How developments in timber processing has led to the arrival of the plyscraper and the greater use of timber for load bearing walls
Any student of English Literature would have come across the Globe Theatre in London. The original structure, which opened in 1599, was synonymous with William Shakespeare and the performance of his plays. Years after closing in 1647, a replica of the theatre opened in 1997 – again using all-timber construction. With the best of modern day techniques, it proved that timber could be used for strong, safe, and secure public buildings. It also led to the Plyscraper, an all wooden version of a skyscraper.
So, how did a replica of Shakespeare’s theatre in South London help to pave the way for future timber buildings? One knock-on effect was the arrival of CLT: cross-laminated timber. Its strength and lightweight construction makes for a suitable alternative to bricks. Especially with load-bearing walls. Cross Laminated Timber is made of three, five, or seven different layers of timber. Glued together, each CLT panel is robust enough for prefabricated buildings.

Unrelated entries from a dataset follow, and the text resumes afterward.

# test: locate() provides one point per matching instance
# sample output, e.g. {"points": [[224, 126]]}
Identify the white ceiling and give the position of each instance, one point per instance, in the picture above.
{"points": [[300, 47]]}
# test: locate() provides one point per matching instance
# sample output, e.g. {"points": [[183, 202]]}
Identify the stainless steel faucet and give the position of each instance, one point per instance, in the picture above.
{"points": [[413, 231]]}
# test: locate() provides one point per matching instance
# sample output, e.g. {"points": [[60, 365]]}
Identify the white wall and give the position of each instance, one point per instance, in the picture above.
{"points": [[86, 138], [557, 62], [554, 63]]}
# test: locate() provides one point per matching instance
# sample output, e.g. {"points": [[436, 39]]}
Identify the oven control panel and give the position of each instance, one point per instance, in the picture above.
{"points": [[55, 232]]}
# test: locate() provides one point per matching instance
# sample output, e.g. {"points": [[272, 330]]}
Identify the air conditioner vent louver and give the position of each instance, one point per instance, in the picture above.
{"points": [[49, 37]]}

The rise of the plyscraper is expressed by Waugh Thistleton Architects’ Dalston Lane development in Hackney. This has ten storeys and is, at this very moment, the largest cross laminated timber built structure in the world. Shortly, this could be usurped by PLP Architecture’s 80 storey plyscraper.
Shakespeare’s Globe could owe a debt to the UK’s first all wooden stadium. This concerns Eco Park, the new home for Forest Green Rovers. Their forthcoming new home was the subject of a previous blog post on our site. On another note, we would like to congratulate the Gloucestershire club on their promotion from the National League Premier to the English Football League’s League Two.